Submitted to: Trans American Geophysical Union
Publication Type: Abstract only
Publication Acceptance Date: 12/5/2005
Publication Date: 12/5/2005
Citation: Robichaud, P.R., Ellion, W.J, Pierson, F.B., Hall, D.E., and Moffet, C.A. 2005. Predicting Postfire Hillslope Erosion with a Web-Based Probabilistic Model. Eos Transactions of the American Geophysical Union, 86(52), Fall Meeting Supplement, Abstract H34C-06. (CD-ROM) Interpretive Summary:
Technical Abstract: Modeling erosion after major disturbances, such as wildfire, has major challenges that need to be overcome. Fire-induced changes include increased erosion due to loss of the protective litter and duff, loss of soil water storage, and in some cases, creation of water repellent soil conditions. These conditions increase the potential for flooding, and sedimentation, which are of special concern to people who live and manage resources in the areas adjacent to burned areas. A web-based Erosion Risk Management Tool (ERMiT) has been developed to predict surface erosion from postfire hillslopes and to evaluate the potential effectiveness of various erosion mitigation practices. The model uses a probabilistic approach that incorporates variability in weather, soil properties, and burn severity for forests, rangeland, and chaparral hillslopes. The Water Erosion Prediction Project (WEPP) is the erosion prediction engine used in a Monte Carlo simulation mode to provide event-based erosion rate probabilities. The one-page custom interface is targeted for hydrologists and soil scientists. The interface allows users to select climate, soil texture, burn severity, and hillslope topography. For a given hillslope, the model uses a single 100-year run to obtain weather variability and then twenty 5- to 10-year runs to incorporate soil property, cover, and spatial burn severity variability.

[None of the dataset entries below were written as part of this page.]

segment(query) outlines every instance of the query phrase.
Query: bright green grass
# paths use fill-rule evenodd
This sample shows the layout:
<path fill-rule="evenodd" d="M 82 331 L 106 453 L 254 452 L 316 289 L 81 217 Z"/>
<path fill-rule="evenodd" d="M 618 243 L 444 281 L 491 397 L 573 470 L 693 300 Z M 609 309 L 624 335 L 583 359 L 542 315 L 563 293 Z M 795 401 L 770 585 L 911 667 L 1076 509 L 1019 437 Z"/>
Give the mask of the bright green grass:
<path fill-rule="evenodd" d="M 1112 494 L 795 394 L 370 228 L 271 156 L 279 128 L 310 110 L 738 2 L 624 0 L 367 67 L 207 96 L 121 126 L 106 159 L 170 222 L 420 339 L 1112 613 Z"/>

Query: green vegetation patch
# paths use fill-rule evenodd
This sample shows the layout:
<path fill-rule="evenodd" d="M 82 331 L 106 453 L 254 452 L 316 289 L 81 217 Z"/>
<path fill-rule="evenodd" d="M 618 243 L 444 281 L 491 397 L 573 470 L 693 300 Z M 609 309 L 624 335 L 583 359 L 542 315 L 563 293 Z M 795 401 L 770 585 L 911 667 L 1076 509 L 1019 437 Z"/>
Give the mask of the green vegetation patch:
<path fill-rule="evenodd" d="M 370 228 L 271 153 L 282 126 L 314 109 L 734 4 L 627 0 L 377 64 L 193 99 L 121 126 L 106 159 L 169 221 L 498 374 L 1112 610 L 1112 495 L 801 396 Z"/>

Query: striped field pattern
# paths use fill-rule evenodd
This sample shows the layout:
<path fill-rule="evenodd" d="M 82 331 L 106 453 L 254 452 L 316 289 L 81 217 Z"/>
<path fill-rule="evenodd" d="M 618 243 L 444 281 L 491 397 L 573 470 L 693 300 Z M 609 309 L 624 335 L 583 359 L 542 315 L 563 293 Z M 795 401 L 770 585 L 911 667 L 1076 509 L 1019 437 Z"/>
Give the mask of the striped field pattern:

The output, in both tabular and graphical form, relates the probability of soil erosion exceeding a given amount in each of the first five years following the fire. Event statistics are provided to show the magnitude and rainfall intensity of the storms used to predict erosion rates. ERMiT also allow users to compare the effects of various mitigation treatments (mulches, seeding, and barrier treatments such as contour-felled logs or straw wattles) on the erosion rate probability. Date form rainfall simulation and concentrated flow (rill) techniques were used to parameterize ERMiT for these varied conditions. Model validation efforts are ongoing at nine paired watershed sites around the western US.